Five days after the symposium, according to the lawsuit, the SMT Executive Board issued a letter of condemnation stating that “the conception and execution of this symposium failed to meet the ethical, professional, and scholarly standards of our discipline. Some contributions violate our Society’s policies on harassment and ethics."

Graduate students at UNT also sent a statement to the university that called for the dissolution of the Journal of Schenkerian Studies and demanded that the school hold accountable anyone involved in the publication. The students called out Jackson in this letter, writing “specifically, the actions of Dr.
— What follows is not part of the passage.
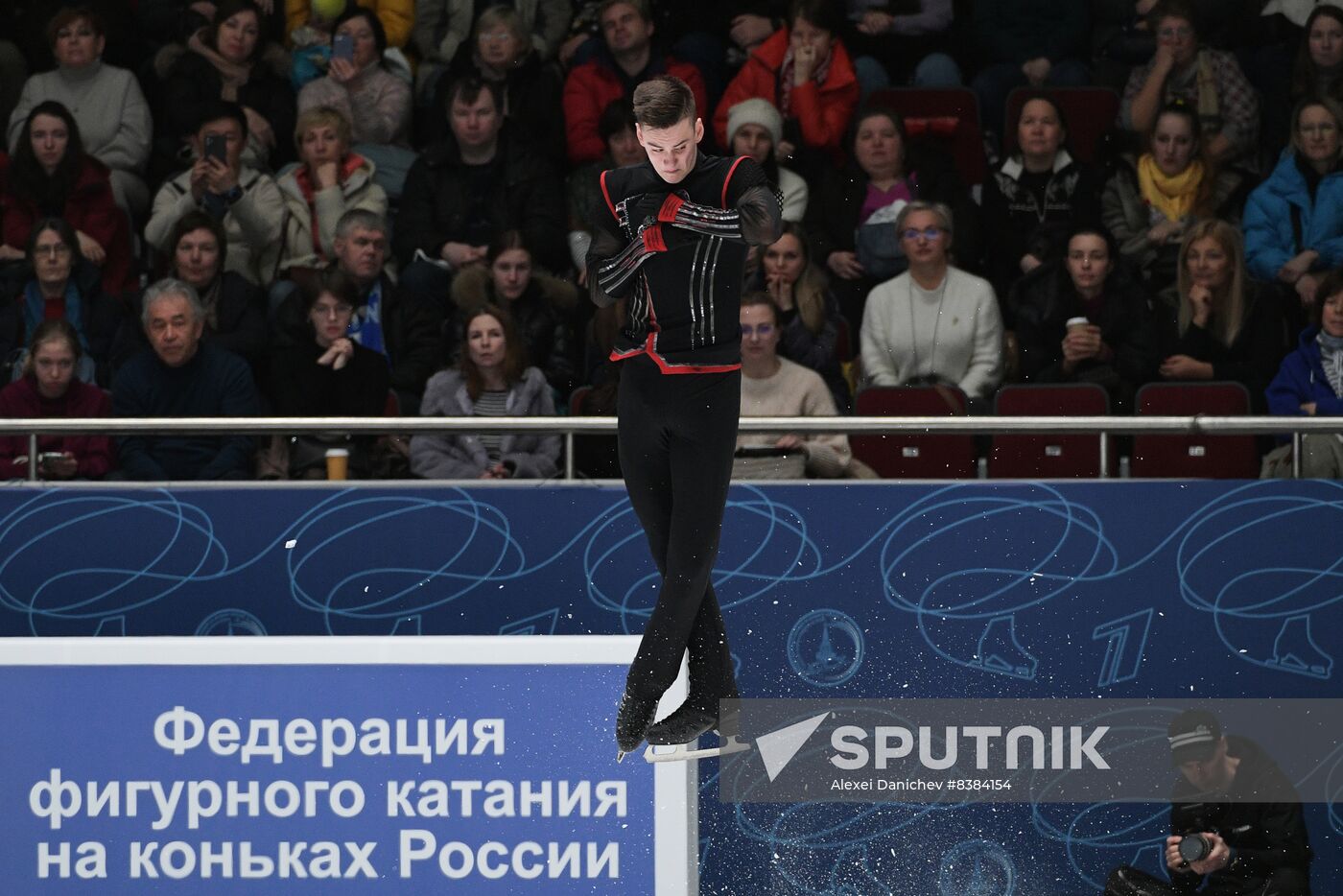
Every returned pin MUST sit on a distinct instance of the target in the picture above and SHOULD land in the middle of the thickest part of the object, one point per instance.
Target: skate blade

Jackson—both past and present—are particularly racist and unacceptable.”

At least 18 faculty members of the UNT Division of Music History, Theory and Ethnomusicology signed a letter endorsing the commands from these graduate students. 
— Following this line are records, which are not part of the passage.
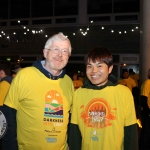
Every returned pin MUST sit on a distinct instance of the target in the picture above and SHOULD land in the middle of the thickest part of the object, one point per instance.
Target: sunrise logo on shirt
(98, 114)
(53, 105)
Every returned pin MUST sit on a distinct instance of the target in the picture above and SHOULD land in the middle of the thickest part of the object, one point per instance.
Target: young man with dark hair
(103, 114)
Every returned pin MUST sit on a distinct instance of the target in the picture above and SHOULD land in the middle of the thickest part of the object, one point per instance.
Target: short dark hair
(124, 70)
(6, 67)
(101, 54)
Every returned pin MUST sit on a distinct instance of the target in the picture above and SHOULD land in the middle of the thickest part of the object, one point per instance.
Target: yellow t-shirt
(77, 84)
(145, 90)
(4, 87)
(129, 82)
(43, 107)
(102, 115)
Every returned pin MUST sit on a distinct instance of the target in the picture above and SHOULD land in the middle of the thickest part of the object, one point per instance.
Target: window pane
(99, 6)
(3, 9)
(66, 7)
(123, 6)
(42, 8)
(19, 9)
On July 31, 2020, the same day as the endorsement letter from faculty, John Richmond, the dean of the college of music at UNT, issued a statement announcing a formal investigation into the Journal and UNT press, according to the lawsuit.

After the Ad Hoc Panel issued its report, the UNT Provost Jennifer Cowley wrote a letter to Jackson instructing him to submit a plan to address the panel’s recommendations by December 18, according to the lawsuit. However, more than a week before this deadline, Benjamin Brand, the history, theory, and ethnomusicology division chair, removed Jackson from the journal and informed him that university funding for the journal and Center for Schenkerian Studies would be halted.

The lawsuit outlines four demands for judgment, including a request that the court declare the university and its administration to be in violation of Jackson's First and Fourteenth Amendment rights. 

The second request is to prevent the members of the Board of Regents along with their employees from taking any adverse action against Jackson in response to his symposium. The third and fourth requests consist of awarding Jackson with damages authorized by the law, and other relief that the court deems proper.   

Michael Thad Allen, the lead attorney for Jackson, told Campus Reform that “Timothy Jackson’s goals have been consistent from the beginning, and that is to express academic freedom without fear of retaliation from those who disagree. UNT has failed to protect these rights and has allowed this situation to progress, forcing Jackson to file this suit.”  

Campus Reform reached out to the university for comment but did not receive a response.